Ab Folge 11 geht das Gemauschel aus diversen 'Fällen der Woche' im Rahmen der großen Handlung weiter, wird nun ein Mordfall in Myanmar aufgeklärt, der von HK-Touristen auf ihrer Ausflugsreise begangen wurde. Der Täter selber steht zwar beizeiten fest, hat aber auch gute 'Ausrede' vorzubringen, was erneut die Strafverteidiger und auch etwas Grundsatzdiskussion in der Bevölkerung involviert. In Folge 13 wird mit dem Triaden Master Kwok Ho, gespielt von Gaststar Matt Yeung, ein aufstrebendes Gangmitglied eingeführt und in derselben Folge auch als langjähriger (und bald wie vom Erdboden verschwundener und von allen Seiten des Gesetzes gesuchter) Undercover offengelegt. In Folge 15 wird eine sektenähnliche Glücksgemeinschaft namens "Life Transformation Course", geleitet von Gaststar Timothy Cheng, per Zufall 'infiltriert', was in Folge 16 zu einem ausschweifend geplanten Giftgasanschlag eskaliert. In Folge 17 geht es um Grundstücksspekulanten in To Kwa Wan, die potenzielle Gebäude von Triadenschergen drangsalieren und leerräumen lassen; im Hintergrund dessen wird ab da an auch vermehrt auf das Businesskonglomerat der Ngai Fung Company, Ltd. geschielt, in dem ein Machtkampf mehrerer Großanteilseigner, speziell der zerstrittenen Familie um Hauptaktionär Marco Ngai Chi-Lok, gespielt von Jonathan Cheung, und dessen Onkel Ngai Dung Hoi, gespielt von Li Shing Cheong, eine gewichtige Rolle in der weiteren Geschichte spielt. In Folge 19 steht ein Hackerangriff auf ein Hotel im Vordergrund, bei dem die Gäste elektronisch in ihre Zimmer ein- oder ausgesperrt werden. Auch Folge 20 wird es digital, wird dort nämlich eine berühmet Schauspielerin entführt und im Dark Web feilgeboten; beides Thema, die man eigentlich besser in der (sehr biederen) Krimiserie On-Lie Game über die Arbeit des Cyber Security & Technology Crime Bureau hätte erzählen können. Und auch jeweils mit zwei, drei erstaunlich schlecht gehandhabten, und mit deutlichen Rückprojektionen und ähnlichen Nachlässigkeiten 'verzierten' Actionszenen.

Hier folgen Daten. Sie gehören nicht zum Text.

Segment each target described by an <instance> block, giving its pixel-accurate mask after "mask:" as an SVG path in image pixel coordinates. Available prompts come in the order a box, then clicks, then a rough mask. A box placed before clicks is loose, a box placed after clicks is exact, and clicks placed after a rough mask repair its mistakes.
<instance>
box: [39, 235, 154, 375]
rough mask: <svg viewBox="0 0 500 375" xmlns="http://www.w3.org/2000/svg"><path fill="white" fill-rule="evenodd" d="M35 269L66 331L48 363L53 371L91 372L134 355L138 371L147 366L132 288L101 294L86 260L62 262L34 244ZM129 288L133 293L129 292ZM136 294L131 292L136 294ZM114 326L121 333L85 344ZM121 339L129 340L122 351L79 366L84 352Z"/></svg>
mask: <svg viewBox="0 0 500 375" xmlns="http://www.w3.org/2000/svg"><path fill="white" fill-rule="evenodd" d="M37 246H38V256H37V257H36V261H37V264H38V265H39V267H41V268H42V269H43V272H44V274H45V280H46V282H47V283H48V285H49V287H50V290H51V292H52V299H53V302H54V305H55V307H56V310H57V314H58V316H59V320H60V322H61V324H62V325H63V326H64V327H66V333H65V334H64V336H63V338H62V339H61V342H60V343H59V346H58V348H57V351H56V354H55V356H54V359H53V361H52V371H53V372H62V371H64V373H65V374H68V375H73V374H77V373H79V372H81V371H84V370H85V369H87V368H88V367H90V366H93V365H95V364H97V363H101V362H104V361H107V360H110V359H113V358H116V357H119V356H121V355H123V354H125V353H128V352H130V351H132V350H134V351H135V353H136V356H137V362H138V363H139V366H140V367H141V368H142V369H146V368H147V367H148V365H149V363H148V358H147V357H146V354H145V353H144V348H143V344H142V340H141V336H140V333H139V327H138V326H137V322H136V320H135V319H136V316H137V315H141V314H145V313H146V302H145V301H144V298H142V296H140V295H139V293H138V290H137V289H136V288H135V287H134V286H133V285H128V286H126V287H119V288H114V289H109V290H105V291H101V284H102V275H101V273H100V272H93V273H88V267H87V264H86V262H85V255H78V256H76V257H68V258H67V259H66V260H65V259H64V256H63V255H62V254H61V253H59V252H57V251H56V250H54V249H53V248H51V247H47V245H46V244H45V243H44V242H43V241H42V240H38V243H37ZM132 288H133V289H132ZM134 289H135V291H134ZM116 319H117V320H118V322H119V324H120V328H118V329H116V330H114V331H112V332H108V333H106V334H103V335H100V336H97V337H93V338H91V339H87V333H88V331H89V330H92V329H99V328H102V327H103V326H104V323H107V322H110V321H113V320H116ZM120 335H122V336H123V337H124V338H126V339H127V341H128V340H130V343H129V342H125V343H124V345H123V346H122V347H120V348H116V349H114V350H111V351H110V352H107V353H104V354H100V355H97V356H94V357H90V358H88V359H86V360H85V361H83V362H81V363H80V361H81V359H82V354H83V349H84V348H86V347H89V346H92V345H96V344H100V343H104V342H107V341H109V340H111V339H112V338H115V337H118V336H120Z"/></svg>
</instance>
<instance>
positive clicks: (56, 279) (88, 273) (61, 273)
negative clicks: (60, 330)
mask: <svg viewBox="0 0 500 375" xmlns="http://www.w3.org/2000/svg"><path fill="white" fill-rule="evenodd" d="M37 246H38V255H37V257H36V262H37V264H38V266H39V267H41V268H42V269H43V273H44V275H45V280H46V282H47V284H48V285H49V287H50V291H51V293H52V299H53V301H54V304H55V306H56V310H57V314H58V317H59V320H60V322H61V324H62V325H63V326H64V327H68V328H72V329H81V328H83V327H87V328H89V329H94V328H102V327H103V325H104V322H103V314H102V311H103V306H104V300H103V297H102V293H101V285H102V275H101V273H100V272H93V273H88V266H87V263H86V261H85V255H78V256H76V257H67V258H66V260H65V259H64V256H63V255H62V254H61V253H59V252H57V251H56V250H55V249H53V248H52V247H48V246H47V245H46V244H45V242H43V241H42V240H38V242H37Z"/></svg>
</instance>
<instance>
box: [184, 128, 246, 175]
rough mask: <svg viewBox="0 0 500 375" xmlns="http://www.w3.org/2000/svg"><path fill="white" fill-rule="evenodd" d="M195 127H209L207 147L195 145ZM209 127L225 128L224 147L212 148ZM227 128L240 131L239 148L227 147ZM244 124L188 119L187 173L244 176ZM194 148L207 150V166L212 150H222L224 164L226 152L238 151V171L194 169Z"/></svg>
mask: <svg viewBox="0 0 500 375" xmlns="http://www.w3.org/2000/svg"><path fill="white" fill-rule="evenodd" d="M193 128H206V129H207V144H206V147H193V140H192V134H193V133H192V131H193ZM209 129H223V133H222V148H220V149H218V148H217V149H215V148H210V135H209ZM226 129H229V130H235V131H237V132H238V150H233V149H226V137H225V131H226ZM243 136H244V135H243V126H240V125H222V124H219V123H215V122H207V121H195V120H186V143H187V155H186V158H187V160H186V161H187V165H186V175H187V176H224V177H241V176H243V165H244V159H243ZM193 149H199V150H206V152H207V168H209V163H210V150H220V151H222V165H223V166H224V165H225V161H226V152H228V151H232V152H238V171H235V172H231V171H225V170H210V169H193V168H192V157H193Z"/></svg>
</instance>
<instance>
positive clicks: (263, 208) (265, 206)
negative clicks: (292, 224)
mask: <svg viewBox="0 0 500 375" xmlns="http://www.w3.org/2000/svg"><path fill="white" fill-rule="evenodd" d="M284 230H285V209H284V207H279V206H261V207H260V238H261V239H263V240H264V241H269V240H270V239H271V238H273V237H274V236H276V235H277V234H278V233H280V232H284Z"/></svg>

Letztlich ist das Ganze eine ziemliche Räuberpistole, nicht ohne Unterhaltungswert, aber sehr cheesy, mit einem Psychopathen-Ehepaar im letzten Drittel, welches ordentlich Hass auf sich zieht. Ausflüge dort nach Thailand, speziell Kanchanaburi und die 'Todeseisenbahn' sorgen noch für etwas Abwechslung und einige Postkartenaufnahmen, während eine zunehmend problematisch werdende Dreiecksbeziehung in HK, ein One Night Stand im Suff und in Folge 29 ein Söldner-Attentat auf die in Feierlaune versammelte OCTB-Mannschaft die emotionale Fallhöhe noch einmal hochschraubt.